CHIMP can dispatch plans by directly using the constraint network that has been used for plan generation. For this it currently employs a time-line based approach that depends on temporal information and action results. The constraint network that represents the plan is permanently updated as time passes and actions are finished. An action is dispatched as soon its earliest start time is less than the current time.

This close connection of planning and plan execution that uses the same constraint network even allows to extend the plan during execution. CHIMP can include new goal tasks into an existing plan at execution time [11]. This has been shown in a scenario where the robot was initially given the task of moving coffee1 to the guest’s table. After CHIMP generated a plan and the robot started driving, another goal task to also bring milk1 to that table was given. Thanks to its partial-order planning capabilities CHIMP was able to merge a plan for the second task into the existing plan. The robot did not even need to be stopped but continued executing the plan. For this plan merging CHIMP uses a second strategy for planning non-primitive tasks: it tries to unify new (sub-)tasks with existing ones. In the new plan the robot moves both objects at the same time, but respects the resource constraints that it can only grasp one object at a time and schedules those two grasping tasks to execute them consecutively.

5 Conclusion and Outlook

The presented dissertation discusses how hybrid reasoning and hierarchical planning are combined in the new planner CHIMP that incorporates the advantages of both approaches for mobile robots. Its expressive domain representation language is useful for plan generation as well as plan execution. Currently, it can reason about causal, temporal and resource knowledge and make use of knowledge provided by external reasoners. As it is based on the more general meta-CSP reasoning approach, it can even be extended with other forms of knowledge, which is demonstrated in the thesis by examples of additional domain-specific meta-constraints. In future work it could also make sense to integrate spatial reasoning. This extensibility is an advantage CHIMP has over other hybrid planners like FAPE [1] that combines temporal and hierarchical planning and the hierarchical timeline-based planner EPSL [12]. Despite its hybrid search space, CHIMP’s hierarchical planning approach keeps planning time low so that it can be used online on the robot.

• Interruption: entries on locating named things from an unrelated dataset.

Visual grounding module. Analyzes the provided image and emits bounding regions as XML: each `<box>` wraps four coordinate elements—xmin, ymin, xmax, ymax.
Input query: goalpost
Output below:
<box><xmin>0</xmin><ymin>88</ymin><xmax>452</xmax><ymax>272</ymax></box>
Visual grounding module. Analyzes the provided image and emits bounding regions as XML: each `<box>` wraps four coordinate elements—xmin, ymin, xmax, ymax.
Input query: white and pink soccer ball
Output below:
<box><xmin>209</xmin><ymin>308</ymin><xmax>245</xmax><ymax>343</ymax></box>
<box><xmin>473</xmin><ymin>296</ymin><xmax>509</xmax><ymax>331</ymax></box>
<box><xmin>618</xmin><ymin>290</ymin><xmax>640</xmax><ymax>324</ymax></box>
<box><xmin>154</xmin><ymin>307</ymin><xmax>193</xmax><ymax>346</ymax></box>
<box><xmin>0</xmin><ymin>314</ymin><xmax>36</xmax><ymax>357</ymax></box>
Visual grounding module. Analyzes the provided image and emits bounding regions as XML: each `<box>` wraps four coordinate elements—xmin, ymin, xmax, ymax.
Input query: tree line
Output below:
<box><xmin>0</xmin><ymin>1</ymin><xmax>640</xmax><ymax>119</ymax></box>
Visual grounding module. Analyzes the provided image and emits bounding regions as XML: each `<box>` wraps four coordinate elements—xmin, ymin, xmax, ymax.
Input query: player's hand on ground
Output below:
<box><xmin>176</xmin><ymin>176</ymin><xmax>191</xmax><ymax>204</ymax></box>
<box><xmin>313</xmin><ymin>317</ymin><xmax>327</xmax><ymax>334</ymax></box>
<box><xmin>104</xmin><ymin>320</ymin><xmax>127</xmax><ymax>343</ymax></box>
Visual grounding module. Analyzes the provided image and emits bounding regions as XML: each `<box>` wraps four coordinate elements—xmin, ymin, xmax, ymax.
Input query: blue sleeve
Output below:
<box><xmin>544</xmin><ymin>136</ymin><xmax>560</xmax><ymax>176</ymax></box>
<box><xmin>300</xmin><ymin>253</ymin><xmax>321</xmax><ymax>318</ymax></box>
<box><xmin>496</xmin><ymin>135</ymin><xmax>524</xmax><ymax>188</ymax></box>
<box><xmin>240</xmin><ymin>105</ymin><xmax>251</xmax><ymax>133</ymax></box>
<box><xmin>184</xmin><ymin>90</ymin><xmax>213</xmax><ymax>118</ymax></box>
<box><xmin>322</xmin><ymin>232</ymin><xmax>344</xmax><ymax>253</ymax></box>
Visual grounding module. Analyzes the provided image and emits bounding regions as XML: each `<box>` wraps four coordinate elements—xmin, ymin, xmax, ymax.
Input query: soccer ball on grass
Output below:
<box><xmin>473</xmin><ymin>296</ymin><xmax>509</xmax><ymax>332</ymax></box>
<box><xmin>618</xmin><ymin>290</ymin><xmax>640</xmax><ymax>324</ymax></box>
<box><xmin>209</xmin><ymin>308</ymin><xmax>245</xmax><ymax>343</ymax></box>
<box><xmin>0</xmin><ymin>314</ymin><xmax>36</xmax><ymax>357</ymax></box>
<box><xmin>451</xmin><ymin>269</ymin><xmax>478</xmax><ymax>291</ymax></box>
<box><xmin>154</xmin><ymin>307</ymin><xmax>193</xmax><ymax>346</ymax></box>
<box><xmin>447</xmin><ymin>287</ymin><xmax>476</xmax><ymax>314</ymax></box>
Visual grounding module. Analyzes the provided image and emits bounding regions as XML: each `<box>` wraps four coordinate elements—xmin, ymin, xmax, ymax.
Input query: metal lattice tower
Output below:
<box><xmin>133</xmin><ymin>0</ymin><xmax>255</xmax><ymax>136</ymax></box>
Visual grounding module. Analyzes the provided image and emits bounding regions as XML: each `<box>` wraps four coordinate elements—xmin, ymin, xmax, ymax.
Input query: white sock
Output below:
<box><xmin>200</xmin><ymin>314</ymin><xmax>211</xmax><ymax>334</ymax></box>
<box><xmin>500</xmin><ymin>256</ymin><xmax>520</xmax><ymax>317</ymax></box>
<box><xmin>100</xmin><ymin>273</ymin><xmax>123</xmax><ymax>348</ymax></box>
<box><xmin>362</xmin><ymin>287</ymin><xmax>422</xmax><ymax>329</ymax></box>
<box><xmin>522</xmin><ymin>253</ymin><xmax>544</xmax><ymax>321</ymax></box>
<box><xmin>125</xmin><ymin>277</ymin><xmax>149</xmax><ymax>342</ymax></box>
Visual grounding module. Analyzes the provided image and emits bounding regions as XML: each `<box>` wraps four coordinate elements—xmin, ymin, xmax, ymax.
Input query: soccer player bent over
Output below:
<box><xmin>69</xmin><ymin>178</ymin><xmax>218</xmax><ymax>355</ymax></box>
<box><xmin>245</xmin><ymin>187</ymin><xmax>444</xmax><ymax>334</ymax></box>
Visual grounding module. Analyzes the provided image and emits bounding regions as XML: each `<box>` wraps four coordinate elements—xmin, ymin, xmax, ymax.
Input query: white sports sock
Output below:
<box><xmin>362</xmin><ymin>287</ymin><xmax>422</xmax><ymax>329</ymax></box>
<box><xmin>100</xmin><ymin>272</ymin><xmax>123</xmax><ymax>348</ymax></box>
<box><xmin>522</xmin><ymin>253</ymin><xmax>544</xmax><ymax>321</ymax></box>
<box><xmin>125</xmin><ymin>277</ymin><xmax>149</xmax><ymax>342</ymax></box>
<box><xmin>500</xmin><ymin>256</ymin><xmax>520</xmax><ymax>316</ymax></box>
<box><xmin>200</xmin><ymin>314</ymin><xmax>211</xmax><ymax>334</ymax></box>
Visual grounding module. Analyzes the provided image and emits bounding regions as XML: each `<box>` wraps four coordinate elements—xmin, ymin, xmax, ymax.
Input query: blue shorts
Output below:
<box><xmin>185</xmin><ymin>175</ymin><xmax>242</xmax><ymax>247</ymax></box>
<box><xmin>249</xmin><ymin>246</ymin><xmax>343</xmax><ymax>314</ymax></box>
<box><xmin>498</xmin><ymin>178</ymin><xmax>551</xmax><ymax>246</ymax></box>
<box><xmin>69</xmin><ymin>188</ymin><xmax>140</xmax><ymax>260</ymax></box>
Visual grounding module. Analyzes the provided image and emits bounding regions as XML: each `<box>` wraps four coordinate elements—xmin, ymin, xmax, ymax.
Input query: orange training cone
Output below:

Another important aspect of plan-based robot control is the tight integration of planning and execution. The constraint network that represents the plan can be used for dispatching actions on the robot. This also allows to integrate and plan additional tasks into an existing plan without the robot having to stop. Furthermore, the thesis presents means for a close coupling of an off-the-shelf hierarchical planner and a semantic execution monitoring approach, which allows to create a more abstract plan that is refined at execution time. In future work we will investigate how such a tight coupling can be extended and integrated into CHIMP.